The Spectrum of Protein Quality
Protein Hub
Our deep dive into the wide range of protein quality and sources will help brands choose the best protein for specific consumers.
Highlights
- Protein quality indicates how much of the protein can be utilized by the body.
- Whey protein’s high scores give it a better overall nutritional value than other protein sources.
The Spectrum of Protein Quality
Many different foods contain protein, but the amount and quality of the protein can differ greatly depending on the source. Protein quality is the ability of a food protein to meet the body’s metabolic demand for amino acids and nitrogen. Protein quality is influenced by a protein’s amino acid composition, digestibility and bioavailability.
A keen understanding of protein quality and sources allows brands to make the best choice for their protein-based supplements, foods, and beverages to meet consumer expectations for health and performance.
Animal-based sources, which are considered good sources of protein, tend to have the highest amounts of protein and the highest protein quality. Protein quality, which is influenced by a protein’s digestibility and amino acid composition, indicates how much of the protein can be used. Just because a food source contains protein does not mean the body can fully utilize it.
Protein quality differences are particularly pronounced when comparing animal proteins (such as dairy, eggs, and meat) to plant proteins (such as rice, wheat, and beans). Most plant proteins are low in one or more essential amino acids (called limiting amino acids) that the body requires for protein synthesis. To deliver a complete amino acid profile, multiple plant proteins must be used.
Among dairy-based proteins, whey protein derived from the milk of grass-fed, rBST-free cows is often considered by consumers to be of the highest quality since these cows consume a more natural diet that is less inflammatory and not given synthetic hormones.
Compared to other whey proteins, grass-fed whey protein tends to have higher levels of key beneficial nutrients, including omega-3 fatty acids, conjugated linoleic acids, and antioxidants, such as beta-carotene and vitamin E1,2,3, which all play crucial roles in health by enhancing muscle recovery4 and reducing inflammation.
Measuring Protein Quality: PDCAAS and DIAAS
Whey protein isolate has a DIAAS of 1.09, signifying a higher protein quality and nutritional value than, for example, soy protein concentrate (0.90), pea protein isolate (0.82), rice protein concentrate (0.37). Being aware of these differences in nutritional value is valuable in formulating the most effective nutritional products.

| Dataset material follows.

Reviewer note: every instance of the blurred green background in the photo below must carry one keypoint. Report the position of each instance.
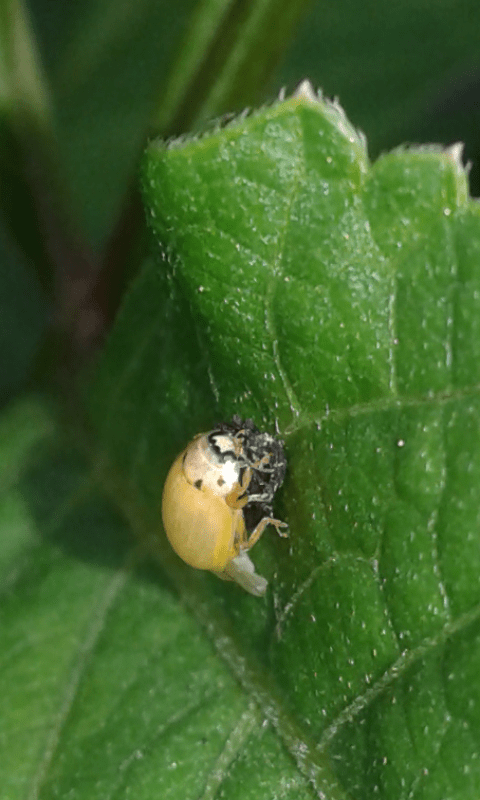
(114, 73)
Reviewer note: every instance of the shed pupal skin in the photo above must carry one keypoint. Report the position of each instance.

With the DIAAS scoring method, values are used to identify protein quality. These values include the following categories:
Additional Protein Quality Methods
While PDCAAS and DIAAS are the most widespread and advanced methods used to measure protein quality, there are several additional methods used by researchers that can provide complementary insights into proteins, including:
- Protein Efficiency Ratio (PER), which measures weight gain in relation to protein intake (studied in rat models), showing how well the protein supports growth
- Biological Value (BV), which refers to the proportion of protein retained in the body for growth and/or maintenance and expressed in percent of nitrogen absorbed.
These measurements help us compare different protein sources to see which ones are the best for nutritional and functional support. Egg and whey protein have particularly high PER and BV measurements.

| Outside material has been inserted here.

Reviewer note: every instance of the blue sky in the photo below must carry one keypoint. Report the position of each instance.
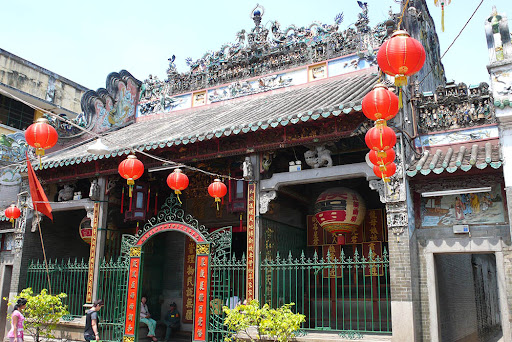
(85, 41)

Schematic outline of the different human body samplings for measurements of each method
To fully enhance the health and wellness benefits, consider selecting the protein that excels in all key quality factors, protein efficiency, digestibility, utilization,
Navigating Dairy-Based Proteins: Whey vs. Casein
Nutritional products for targeted applications, such as sports nutrition or healthy aging, require high-quality protein ingredients to meet consumers’ needs. Dairy-based proteins, such as whey protein and casein—which both have a PDCAAS of 1.00—are often top choices. However, there are key differences brands should know. Whey and casein are the two types of protein found in cow’s milk, making up 80% and 20% of milk protein respectively6. They’re high-quality proteins containing all essential amino acids that are easily digested and absorbed7. One of the significant differences between casein and whey protein is how quickly your body absorbs them.
The fast absorption of whey protein lets the body utilize the protein more readily for processes like muscle protein synthesis—a natural process that drives muscle growth and muscle repair caused by intense exercise8,9,10. In contrast, casein’s slow digestion and absorption provide a prolonged release of amino acids (e.g., overnight), making it ideal as a pre-sleep muscle recovery ingredient11,12,13.
Whey and casein can both be used by the average person searching for a high-quality protein source. However, if you're lactose-intolerant, consider supplementing with a whey protein isolate since it contains less than 1% lactose14 and causes less GI distress than casein. Conversely, casein is a better option if you have a whey allergy.